The smalltooth sawfish is a large, critically endangered ray that is estimated to have declined to 1-5 per cent of its population size since 1900. It is currently found mainly in southwest Florida.

The small sawfish is critically endangered. Source: Getty.

The small sawfish is critically endangered. Source: Getty.

Between 2004 and 2013, 190 individuals ranging in total length from 67.1 centimetres to 3.81 metres were sampled, tagged, and released in the Caloosahatchee River, Peace River and Ten Thousand Islands regions.

Routine testing of the fish’s DNA showed several markers that would normally contain a lot of variability were homozygous, or contained the same DNA sequence, says lead author Andrew Fields, a doctoral student at Stony Brook University’s School of Marine and Atmospheric Science.

“We were conducting routine DNA fingerprinting of the sawfish found in this area in order to see if relatives were often reproducing with relatives due to their small population size,” says Fields.
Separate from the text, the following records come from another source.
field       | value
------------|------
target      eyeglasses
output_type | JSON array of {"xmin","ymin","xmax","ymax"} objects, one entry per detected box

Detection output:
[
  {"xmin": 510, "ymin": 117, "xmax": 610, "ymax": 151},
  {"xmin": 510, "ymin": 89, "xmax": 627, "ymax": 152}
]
“What the DNA fingerprints told us was altogether more surprising: female sawfish are sometimes reproducing without even mating.”

Seven of the sample fish – or 3 per cent – were found to be produced through parthenogenesis.
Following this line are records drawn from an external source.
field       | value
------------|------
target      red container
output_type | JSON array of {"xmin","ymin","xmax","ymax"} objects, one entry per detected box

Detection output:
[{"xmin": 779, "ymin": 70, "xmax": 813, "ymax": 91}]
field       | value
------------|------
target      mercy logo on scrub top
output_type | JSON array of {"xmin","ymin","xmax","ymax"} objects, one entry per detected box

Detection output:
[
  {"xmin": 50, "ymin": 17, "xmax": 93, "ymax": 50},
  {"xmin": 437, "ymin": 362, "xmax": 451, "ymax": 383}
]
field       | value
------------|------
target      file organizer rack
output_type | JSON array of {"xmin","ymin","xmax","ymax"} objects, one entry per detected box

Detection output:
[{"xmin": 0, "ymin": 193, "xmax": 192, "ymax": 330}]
Vertebrate parthenogenesis is thought to occur when an unfertilised egg absorbs a genetically identical sister cell.

The resulting offspring have about half of the genetic diversity of their mothers, so the genetic diversity of the wild population is reduced, says Fields.

Parthenogenesis is common in invertebrates but rare in vertebrate animals, the researchers say in the paper.

Fields says this unusual reproductive process has been known to occur in captive animals, including birds, reptiles, and sharks who gave birth despite the fact that they’d had no opportunity to mate.

The ‘virgin birth’ smalltooth sawfish are all female and appeared to be healthy and the appropriate length for their age, which was estimated around one year.

Fields says this suggests individuals produced in this way can survive in the wild. Previously it was thought these offspring would be unviable.

The discovery suggests that parthenogenesis does occur “at a low frequency in nature”, says Fields.

“We normally do not see it because females mate and then there is no chance for this process to occur,” he says.

“However when individuals are at low density — for example endangered or in an aquarium by itself — and cannot find a mate, maybe parthenogenesis has the opportunity to take place.”